This is my favorite episode so far -- both as a chef and as a former contestant. It made me anxious, nervous, and excited in all the right places. What an amazing backdrop to film in ... absolutely gorgeous. Great work all you Magical Elves!
Twenty minutes! I think that is a little tight on the time considering that the chefs have to gut, scale, filet, and clean the trout, as well as prepare a sauce and side dish. I would think a half hour minimum. And the added pressure of cooking for Eric Ripert must have been unnerving. I was very impressed with all of the chefs just to get the entrees prepared. Interestingly enough, I found myself reaching (at least in my mind) for the corn just like the other chefs. And what was up with those uneven stumps -- "My kingdom for a folding table!" I didn't understand Brian's comment about trout not being real seafood.
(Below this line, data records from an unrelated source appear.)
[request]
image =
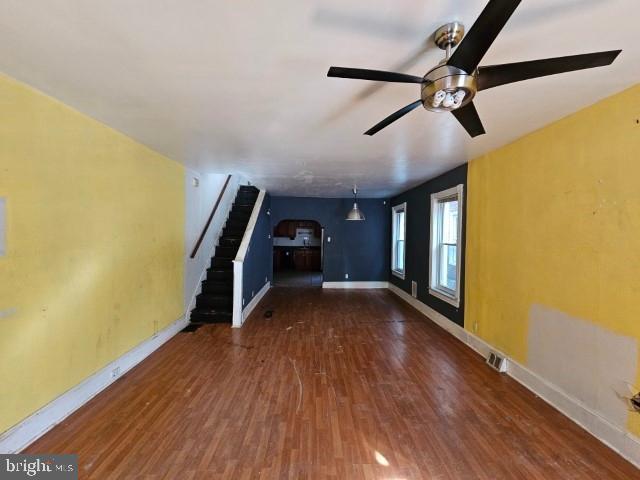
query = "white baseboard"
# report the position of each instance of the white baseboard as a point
(33, 427)
(255, 300)
(626, 444)
(355, 285)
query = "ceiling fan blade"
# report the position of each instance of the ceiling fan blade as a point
(496, 75)
(470, 120)
(393, 117)
(376, 75)
(482, 34)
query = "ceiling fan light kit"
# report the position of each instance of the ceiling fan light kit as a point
(451, 86)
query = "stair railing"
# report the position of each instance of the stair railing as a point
(210, 219)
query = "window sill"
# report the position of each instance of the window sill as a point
(398, 274)
(444, 297)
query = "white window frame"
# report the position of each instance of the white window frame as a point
(394, 210)
(436, 198)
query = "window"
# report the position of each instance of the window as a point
(444, 258)
(398, 222)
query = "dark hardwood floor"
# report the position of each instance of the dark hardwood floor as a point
(337, 384)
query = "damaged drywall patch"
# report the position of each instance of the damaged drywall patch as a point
(586, 361)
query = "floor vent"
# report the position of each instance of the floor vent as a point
(497, 362)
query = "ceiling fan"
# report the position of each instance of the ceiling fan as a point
(452, 85)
Maybe one of you can explain that to me. Is it because trout is a river fish? "A fish by any other name still needs lemon juice!" But I digress. Casey's roll continues once again -- very impressive!
In true Top Chef style, the producers stick the chefs in the stables to cook their meals -- just like livestock. Too funny! I thought that maybe Brian was burning sage to rid the evil spirits. Ha! Actually it was a great idea to create an ambiance, as well as very practical to cover any lingering, unwanted aromas -- they were in a barn after all. Elk can be very difficult to cook and to serve at the perfect temperature, as it is quite lean and can be a bit gamy. This really reinforced the old axiom "The secret's in the sauce!" One of the signs of a true chef is their ability to create beautiful sauces to enhance their dishes. My two favorites as well as those of the judges were Dale's huckleberry and blackberry sauce and Casey's smoked tomato butter. Both obviously brought out the quality of the elk and as Mr. Ripert said, "took the elk to another level". Unfortunately, Casey undercooked her elk, and I am sure that it was rather chewy as a result.